We had a call. I gathered my team from the coffee shop and we rolled—to an empty lot.
“Dispatch, this is Malone.”
“Send it, Malone,” Dispatch replied.
“Are you sure about the address you gave?”
“Roger that, why?” Dispatch replied, icy tones sending shivers down my spine.
“It’s an empty lot,” I said.
“Hold one,” Dispatch said.
Singh was quartering the lot. He found something and waved. I trotted out into the winter green field of knee-high buffalo grass.
“Whatcha got?” I asked Singh.
“Some sort of decoy,” he replied, gesturing.
There was a
small cleared spot encircled by a stone casting ring. Suspended in the center were various small objects—feathers, small stones, shells—all floating about six inches off the ground. They gave off a very hedge-magic vibe.
“Malone, Dispatch.”
“Send it,” I replied.
“Team Tyrion reports their location is a bust, also,” Dispatch said.
“Roger. Ask them if they’ve found a decoy,” I said.
“Hold one,” Dispatch replied.
I poured holy water on the circle, then broke it with a stick, releasing the power of the circle. The objects fell to the ground, and I gathered them into an evidence bag. We should be able to trace the caster of the spell through the objects, if nothing else.
“Dispatch to Malone, Roger, they have a decoy,” Dispatch said as I scooped the last of the miscellanea into the bag.
“Right. Tell the teams we’re probably going to be chasing decoys all day,” I said.
My team had run down eighteen by lunch. All the decoys were on or near locations where they could draw power from ley lines, including Gracywoods Park, where we’d had the fight with the werewolves earlier in the month.
I called all the teams in for lunch. We met at the company compound so we didn’t have to wait to eat.

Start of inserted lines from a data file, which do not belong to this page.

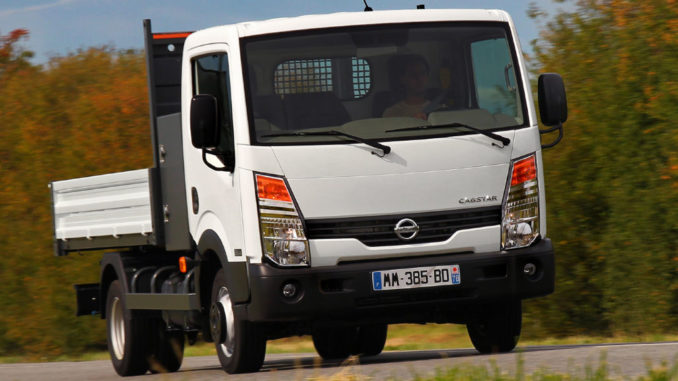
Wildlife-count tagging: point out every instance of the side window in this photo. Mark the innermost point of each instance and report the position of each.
(494, 77)
(210, 76)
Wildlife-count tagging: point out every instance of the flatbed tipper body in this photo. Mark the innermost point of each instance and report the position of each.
(325, 175)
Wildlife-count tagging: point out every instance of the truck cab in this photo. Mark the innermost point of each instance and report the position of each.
(325, 175)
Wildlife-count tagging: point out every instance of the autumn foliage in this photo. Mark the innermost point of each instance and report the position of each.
(612, 183)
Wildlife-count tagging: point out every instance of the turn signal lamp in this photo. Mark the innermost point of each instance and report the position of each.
(520, 207)
(282, 232)
(183, 267)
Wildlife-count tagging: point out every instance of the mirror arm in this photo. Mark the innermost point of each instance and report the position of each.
(558, 127)
(207, 163)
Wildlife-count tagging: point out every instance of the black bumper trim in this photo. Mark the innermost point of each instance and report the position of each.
(344, 292)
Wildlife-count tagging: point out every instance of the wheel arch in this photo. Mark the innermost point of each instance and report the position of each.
(112, 269)
(213, 257)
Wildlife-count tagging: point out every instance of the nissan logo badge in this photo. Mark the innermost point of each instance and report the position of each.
(406, 229)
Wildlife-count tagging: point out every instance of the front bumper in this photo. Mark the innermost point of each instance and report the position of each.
(344, 292)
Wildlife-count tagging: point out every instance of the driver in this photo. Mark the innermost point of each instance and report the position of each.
(412, 80)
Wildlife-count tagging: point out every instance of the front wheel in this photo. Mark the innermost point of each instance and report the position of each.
(241, 345)
(496, 328)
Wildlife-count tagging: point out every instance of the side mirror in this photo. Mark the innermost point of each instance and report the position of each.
(204, 121)
(552, 105)
(552, 101)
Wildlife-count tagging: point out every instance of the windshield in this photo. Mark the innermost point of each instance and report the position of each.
(375, 82)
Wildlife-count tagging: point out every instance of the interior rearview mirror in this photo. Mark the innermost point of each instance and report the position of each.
(204, 121)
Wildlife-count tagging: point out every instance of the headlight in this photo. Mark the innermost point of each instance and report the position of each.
(282, 232)
(520, 208)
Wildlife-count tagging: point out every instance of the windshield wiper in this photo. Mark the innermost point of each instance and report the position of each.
(491, 135)
(384, 148)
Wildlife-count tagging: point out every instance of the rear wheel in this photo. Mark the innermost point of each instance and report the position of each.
(241, 345)
(497, 328)
(127, 340)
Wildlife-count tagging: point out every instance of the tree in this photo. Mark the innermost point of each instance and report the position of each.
(612, 183)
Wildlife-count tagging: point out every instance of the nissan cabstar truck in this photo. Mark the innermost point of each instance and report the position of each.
(322, 175)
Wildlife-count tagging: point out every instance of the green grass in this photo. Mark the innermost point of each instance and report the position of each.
(467, 372)
(400, 337)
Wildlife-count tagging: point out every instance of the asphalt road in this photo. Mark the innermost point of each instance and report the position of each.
(624, 360)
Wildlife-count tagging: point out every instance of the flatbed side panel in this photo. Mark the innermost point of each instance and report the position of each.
(173, 185)
(163, 66)
(103, 211)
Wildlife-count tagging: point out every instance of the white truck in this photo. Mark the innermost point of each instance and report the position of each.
(325, 175)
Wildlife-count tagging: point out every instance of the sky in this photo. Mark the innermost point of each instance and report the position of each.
(60, 27)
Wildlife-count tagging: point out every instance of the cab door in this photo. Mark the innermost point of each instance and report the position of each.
(212, 177)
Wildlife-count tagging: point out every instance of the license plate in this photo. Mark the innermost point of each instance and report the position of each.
(416, 277)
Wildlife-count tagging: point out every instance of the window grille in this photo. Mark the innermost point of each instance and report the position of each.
(303, 76)
(361, 77)
(318, 76)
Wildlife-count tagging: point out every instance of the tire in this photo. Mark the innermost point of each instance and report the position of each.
(244, 347)
(497, 328)
(334, 343)
(370, 340)
(127, 342)
(166, 351)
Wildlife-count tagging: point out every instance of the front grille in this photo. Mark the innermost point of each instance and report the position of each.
(378, 231)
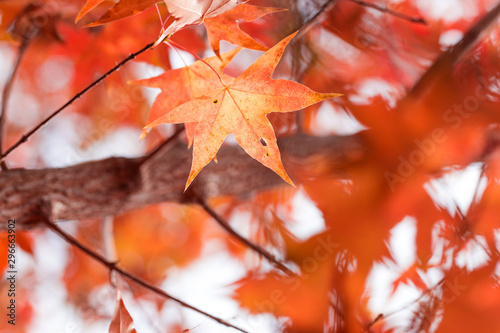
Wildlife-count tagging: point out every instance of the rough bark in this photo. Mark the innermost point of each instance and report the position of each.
(115, 185)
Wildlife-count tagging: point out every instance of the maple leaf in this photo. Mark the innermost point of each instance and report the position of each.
(225, 26)
(122, 321)
(240, 108)
(181, 85)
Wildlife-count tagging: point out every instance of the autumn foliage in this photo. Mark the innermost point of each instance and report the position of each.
(385, 218)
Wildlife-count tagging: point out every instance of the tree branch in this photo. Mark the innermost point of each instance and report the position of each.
(112, 266)
(413, 19)
(27, 135)
(115, 185)
(257, 249)
(445, 62)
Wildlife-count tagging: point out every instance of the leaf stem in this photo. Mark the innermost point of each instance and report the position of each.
(25, 137)
(112, 266)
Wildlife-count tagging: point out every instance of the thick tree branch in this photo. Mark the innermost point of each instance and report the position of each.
(116, 185)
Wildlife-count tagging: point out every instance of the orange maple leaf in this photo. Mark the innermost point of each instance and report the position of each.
(181, 85)
(225, 26)
(240, 108)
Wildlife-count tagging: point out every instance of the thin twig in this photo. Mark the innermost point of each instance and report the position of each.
(112, 266)
(26, 136)
(6, 94)
(242, 239)
(413, 19)
(162, 145)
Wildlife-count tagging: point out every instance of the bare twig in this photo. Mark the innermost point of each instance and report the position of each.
(413, 19)
(242, 239)
(315, 18)
(27, 135)
(6, 94)
(162, 145)
(382, 316)
(112, 266)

“Notice anything?” I asked Diindiisi when she sat down at the table.
“Yes,” she said around a mouthful of sandwich. “All the components we collected show signs of being enchanted by the same hand.”
“Bjarni says the same thing,” Fred said, tossing back a cheeseburger. “Someone is running us ragged with these things.”

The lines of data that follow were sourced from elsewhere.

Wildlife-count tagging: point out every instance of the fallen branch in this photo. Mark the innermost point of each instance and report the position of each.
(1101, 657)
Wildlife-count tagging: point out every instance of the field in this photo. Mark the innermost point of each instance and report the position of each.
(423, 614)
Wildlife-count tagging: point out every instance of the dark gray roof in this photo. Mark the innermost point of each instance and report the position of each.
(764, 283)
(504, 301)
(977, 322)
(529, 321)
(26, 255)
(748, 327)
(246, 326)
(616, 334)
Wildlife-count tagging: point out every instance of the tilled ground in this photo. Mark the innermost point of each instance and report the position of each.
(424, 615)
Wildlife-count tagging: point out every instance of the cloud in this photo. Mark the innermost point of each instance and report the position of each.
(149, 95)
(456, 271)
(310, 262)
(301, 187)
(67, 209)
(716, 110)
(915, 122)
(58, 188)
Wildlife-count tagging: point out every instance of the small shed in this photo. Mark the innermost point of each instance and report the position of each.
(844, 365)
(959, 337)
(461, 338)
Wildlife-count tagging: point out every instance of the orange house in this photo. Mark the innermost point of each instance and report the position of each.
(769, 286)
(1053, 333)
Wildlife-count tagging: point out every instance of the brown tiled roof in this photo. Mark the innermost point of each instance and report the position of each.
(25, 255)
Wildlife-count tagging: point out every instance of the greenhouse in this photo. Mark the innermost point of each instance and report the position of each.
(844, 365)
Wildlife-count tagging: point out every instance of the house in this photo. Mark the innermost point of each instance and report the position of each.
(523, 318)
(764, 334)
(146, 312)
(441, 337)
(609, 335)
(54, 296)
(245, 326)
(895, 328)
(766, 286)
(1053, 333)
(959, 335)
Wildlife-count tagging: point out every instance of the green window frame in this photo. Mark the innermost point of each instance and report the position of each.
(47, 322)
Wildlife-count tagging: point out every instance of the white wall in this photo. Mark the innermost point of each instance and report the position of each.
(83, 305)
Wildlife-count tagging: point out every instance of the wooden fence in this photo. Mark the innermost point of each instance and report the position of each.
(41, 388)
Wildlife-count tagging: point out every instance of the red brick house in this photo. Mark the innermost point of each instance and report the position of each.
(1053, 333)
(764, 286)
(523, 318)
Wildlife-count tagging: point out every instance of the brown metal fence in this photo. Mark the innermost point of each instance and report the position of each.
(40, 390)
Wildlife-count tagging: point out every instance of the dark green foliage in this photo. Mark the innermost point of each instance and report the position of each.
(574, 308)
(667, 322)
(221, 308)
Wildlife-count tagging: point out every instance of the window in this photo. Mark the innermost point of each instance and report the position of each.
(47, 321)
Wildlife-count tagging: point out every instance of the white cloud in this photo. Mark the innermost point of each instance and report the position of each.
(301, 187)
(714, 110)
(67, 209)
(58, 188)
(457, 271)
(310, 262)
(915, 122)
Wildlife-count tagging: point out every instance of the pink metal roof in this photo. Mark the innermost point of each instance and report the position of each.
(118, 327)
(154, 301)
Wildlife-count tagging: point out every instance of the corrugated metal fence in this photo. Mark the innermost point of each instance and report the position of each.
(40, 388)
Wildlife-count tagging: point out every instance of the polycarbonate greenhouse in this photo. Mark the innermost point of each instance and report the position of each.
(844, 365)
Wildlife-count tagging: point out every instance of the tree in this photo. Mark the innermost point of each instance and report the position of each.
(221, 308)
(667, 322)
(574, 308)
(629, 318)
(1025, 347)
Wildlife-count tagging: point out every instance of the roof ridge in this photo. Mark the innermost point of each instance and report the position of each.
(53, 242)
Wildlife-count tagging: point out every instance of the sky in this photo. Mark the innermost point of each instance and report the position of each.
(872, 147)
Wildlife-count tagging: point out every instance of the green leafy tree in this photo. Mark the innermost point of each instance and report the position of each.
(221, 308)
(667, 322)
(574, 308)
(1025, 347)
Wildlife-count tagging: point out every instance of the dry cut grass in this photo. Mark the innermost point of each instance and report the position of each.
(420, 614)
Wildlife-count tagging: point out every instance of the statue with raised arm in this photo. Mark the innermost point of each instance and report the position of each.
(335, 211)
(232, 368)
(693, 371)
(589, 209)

“Problem is,” I said, opening a Coke, “the first one we don’t treat like the real thing will bite us in the ass.”
I just had the bottle to my lips when the ‘raise the dead’ siren went off in the building. I spilled Coke all over myself and jammed the earpiece of my radio back in.
“…repeat, all hands, all hands, we have a major breakthrough reported near US 183 and Breaker Lane…this is a Class Three event, all available personnel report to the scene as soon as possible…repeat…”
I pulled the earphone out for a minute and signaled for everyone to mount up. There was a brief rush, and we all headed out the door. I looked at the time.